Can soft plastic baits gain an even greater following? Some of the heightened popularity of plastics can be traced to Denny Brauer’s phenomenal 1998 campaign. The all-time money winner on the BASSMASTER tournament trail won both the 1998 BASS Masters Classic and the 1998 FLW Tour Angler of the Year primarily by flipping jigs and soft plastics. His Classic victory urged nearly every manufacturer of soft plastic to introduce versions of the larger flippin’ tube that Brauer used. Tubes are but the tip of a vast jello-like iceberg of soft plastics, however.
Some trendy designs are simply variations of traditional soft plastic baits. Some new versions show improvements over traditional designs. But others are imitative knockoffs designed to cash in on the soft plastics craze. Many novel styles and products merit consideration, however.
Trick Worms
The tag “trick worm,” sometimes called swimming worm, is appropriate for this versatile and fun-to-fish bait. Trick worms are less buoyant and more pliable than traditional floating worms. New designs, some supple hand-poured variations, have flooded the market. The standard design is a 6- to 7-inch or straight worm with an enlarged tail.
Unlike the predictable back-and-forth sachet of the stiffer jerkworm, the pliable trick worm has an unpredictable action when twitched or jerked. When bass hold shallow and seem tentative about striking a moving bait, the trick worm’s erratic action and slow fall produces strikes when other lures fail. Count on it in postspawn conditions or when cold fronts sour the prespawn bite.

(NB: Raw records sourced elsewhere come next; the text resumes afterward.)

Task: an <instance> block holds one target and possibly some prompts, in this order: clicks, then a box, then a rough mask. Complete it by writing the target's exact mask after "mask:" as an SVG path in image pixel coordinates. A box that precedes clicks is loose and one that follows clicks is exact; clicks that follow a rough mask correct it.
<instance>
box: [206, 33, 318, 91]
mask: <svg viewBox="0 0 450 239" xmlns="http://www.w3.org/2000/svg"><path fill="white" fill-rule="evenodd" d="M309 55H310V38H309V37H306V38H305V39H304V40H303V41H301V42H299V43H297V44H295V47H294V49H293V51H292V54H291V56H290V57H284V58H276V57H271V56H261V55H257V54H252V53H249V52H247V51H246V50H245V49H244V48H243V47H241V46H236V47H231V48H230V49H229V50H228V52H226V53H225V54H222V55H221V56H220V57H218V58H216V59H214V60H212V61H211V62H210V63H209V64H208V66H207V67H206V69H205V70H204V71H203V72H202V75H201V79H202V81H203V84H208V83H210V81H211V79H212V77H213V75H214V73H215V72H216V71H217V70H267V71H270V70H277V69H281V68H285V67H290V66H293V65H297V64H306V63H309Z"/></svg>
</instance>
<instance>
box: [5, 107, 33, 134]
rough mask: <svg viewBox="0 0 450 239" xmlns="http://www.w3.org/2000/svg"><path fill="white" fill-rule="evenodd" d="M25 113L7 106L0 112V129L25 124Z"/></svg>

The trick worm can be fished at the end of a Carolina rig, split-shot rig, or above a drop-shot presentation. But perhaps the most productive way to fish a trick worm is Texas-rigged on a 2/0 hook with no weight, about 10 inches behind a barrel swivel. Curling the worm up on the hook shank a bit gives it an incredibly erratic wiggle that puts the trick in your trick worm.
When faced with an extremely tough bite, try fishing the worm wacky-style, that’s with a 1/0 straight-shank hook inserted through the middle of the worm. Barely twitch it near stumps or brush, or dead-stick it in deeper pockets and channels. Another trick-worm trick is to insert a finishing nail or lead nail weight into the head to make the worm do a headstand.
Flippin’ Tubes
Following Brauer’s success, flippin’ tubes—or oversized gitzits—are raging hot from Lake Champlain to the Cal Delta. Of course, a few anglers have known for years the effectiveness of compact drop baits. But until recently, the oversized tubes have been a guarded secret.
Despite its appearance, or perhaps because of it, tubes can entice strikes from the most finicky predator. The gliding head of the bait imitates natural fish movements, and the lure’s trailing tentacles give an indication of something alive.
The preferred tube for flipping and pitching into cover is 4 to 5 inches long, with a solid head, hollow body and plenty of pliable tentacles. The solid plastic head makes Texas-rigging a tube easier. Many experts use Gambler’s Florida Rig weight when fishing a tube bait with a solid plastic head.
Others favor a traditional smaller tube and use weights that attach directly to the hook and ride inside the hollow body, like Eagle Claw’s Quik Clip weight, used in conjunction with their H-P Hook. In either case, too heavy a weight deadens the bite-enticing, spiraling fall of the tube and it drops like a rock.